Twins’ Gilberto Celestino shows maturation on field in second season
Coming into Tuesday’s game — which Celestino started in place of Buxton — he was hitting .327 with a 140 OPS+ (100 is league average)
When the Minnesota Twins called up Gilberto Celestino early last June, it was more out of necessity than a feeling that the outfielder was ready to be pressed into major league duty.
Byron Buxton was on the injured list. So was Max Kepler. And when Rob Refsnyder ran into a wall pursing a home run and suffered a concussion, the Twins were light on players who could man center field.
Celestino had played in just 24 games at Double-A at that point and hadn’t taken an at-bat at Triple-A at the time of his first promotion, and that became abundantly clear quickly.
Fast forward a year and Celestino, now just 23, looks like a totally different player. Coming into Tuesday’s game — which Celestino started in place of Buxton — he was hitting .327 with a 140 OPS+ (100 is league average), and he has looked plenty comfortable in the outfield, too.
“Last year, because it was quick, it was difficult,” Celestino said. “Everybody saw it. But that, on the other hand, helped me to adjust this year. I knew what I was supposed to expect at this level, so that’s why I feel more comfortable.”
In limited major league at-bats last year, Celestino hit just .136 with a .177 on-base percentage and .288 slugging percentage. He struggled in the field at times, too. In one particularly memorable game in Kansas City, Celestino committed a pair of errors on the same play, colliding with Trevor Larnach and muffing a catch before airmailing a throw.
He found himself up and down between the majors and minors last season, and was actually optioned to Triple-A this spring before the Twins reversed course and decided to carry him on the Opening Day roster.
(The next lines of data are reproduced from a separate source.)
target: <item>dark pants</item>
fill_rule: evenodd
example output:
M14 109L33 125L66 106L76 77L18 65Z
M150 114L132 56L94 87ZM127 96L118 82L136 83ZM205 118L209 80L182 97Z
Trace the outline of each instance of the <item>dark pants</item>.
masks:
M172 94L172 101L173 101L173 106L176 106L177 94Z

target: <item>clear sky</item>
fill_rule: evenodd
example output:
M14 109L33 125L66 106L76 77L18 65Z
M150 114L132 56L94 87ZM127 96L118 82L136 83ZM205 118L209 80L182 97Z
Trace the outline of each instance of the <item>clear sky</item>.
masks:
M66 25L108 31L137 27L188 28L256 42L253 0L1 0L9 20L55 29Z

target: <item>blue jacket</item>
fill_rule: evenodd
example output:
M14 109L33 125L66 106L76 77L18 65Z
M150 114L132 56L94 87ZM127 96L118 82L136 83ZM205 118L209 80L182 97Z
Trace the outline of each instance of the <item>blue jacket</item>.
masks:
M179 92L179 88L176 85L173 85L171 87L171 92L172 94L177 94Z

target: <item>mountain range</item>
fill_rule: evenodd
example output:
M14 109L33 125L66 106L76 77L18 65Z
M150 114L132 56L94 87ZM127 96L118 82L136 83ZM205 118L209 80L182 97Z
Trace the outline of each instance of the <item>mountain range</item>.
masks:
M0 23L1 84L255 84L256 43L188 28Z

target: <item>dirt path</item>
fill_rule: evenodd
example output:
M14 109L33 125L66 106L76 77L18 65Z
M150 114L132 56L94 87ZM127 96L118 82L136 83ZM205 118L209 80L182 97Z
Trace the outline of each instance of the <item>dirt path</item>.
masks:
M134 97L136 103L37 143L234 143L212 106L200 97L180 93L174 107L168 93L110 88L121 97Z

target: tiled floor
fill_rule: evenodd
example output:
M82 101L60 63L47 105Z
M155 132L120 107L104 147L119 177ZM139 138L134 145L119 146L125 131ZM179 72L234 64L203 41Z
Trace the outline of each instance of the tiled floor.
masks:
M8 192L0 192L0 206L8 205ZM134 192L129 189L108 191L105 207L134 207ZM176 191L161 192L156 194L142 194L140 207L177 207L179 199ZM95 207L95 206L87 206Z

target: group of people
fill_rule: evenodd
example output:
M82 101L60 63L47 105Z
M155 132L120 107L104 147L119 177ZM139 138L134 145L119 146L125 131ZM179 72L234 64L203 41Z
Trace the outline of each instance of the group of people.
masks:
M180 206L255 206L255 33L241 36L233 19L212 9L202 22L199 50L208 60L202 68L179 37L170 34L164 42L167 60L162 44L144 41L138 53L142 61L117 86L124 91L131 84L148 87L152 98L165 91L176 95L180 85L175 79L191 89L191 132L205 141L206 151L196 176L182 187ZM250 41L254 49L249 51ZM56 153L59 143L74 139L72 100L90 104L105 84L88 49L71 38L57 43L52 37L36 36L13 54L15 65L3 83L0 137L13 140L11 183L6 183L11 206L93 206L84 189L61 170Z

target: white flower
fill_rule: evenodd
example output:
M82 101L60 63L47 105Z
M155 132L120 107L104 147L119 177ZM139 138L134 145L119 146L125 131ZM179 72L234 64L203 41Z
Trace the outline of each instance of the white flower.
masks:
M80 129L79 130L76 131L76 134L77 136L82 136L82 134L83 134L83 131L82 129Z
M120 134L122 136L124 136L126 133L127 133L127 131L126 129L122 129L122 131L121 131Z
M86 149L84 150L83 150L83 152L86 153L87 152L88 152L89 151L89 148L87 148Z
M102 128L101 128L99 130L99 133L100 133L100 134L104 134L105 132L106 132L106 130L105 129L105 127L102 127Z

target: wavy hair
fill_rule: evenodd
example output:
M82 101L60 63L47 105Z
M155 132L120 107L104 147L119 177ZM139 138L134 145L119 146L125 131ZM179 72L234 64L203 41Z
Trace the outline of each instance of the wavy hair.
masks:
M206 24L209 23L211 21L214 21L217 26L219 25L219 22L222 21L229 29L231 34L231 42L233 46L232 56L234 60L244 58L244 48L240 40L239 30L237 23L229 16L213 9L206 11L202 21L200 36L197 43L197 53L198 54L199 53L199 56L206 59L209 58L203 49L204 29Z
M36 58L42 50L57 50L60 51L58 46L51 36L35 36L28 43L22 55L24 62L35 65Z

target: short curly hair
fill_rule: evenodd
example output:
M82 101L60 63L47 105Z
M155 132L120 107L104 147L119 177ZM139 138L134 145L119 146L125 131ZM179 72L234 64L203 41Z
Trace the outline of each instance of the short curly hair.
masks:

He has looked much more the part of a major leaguer since then.
“Every single aspect of his game looks like it’s taken a step or two in a positive direction. The offensive game, he looks like a really good major-league bat right now, capable of almost anything,” manager Rocco Baldelli said. “He’s played so well, in center field, on the corner, he’s run the bases well. He looks like a guy that’s maturing and turning into a good major-league player. And to see a guy make that kind of jump and those adjustments just from last year, is great to see.”
It’s been especially important because the Twins have been building in off days for Buxton, who is still managing a knee issue. Between Celestino and Nick Gordon, an infielder turned into a converted outfielder, the Twins have been able to cover those games and leave Kepler in right field, as they prefer.
And they’ve been able to feel confident in doing so, thanks in large part to Celestino’s maturation.
“Last year, we had him out there as a 22-year-old with limited experience and truthfully, we probably didn’t put him in an ideal spot to go out there and perform, and he did what he was asked to do in some tough circumstances,” Baldelli said. “But this is, I think, a progression of a talented young player and I think we’re seeing what he can do.”
Baldelli said there was a “good possibility” that Carlos Correa (finger) will return on Wednesday. If not, it would be Friday in Kansas City after the team’s off day. … Bailey Ober (groin) rejoined the Twins after making a rehab outing, and said he felt good and healthy during that start. The Twins plan on lining him up for a start this weekend. … Baldelli said the Twins were “getting close to sending,” Trevor Larnach (groin) out on a rehab assignment to get some at-bats.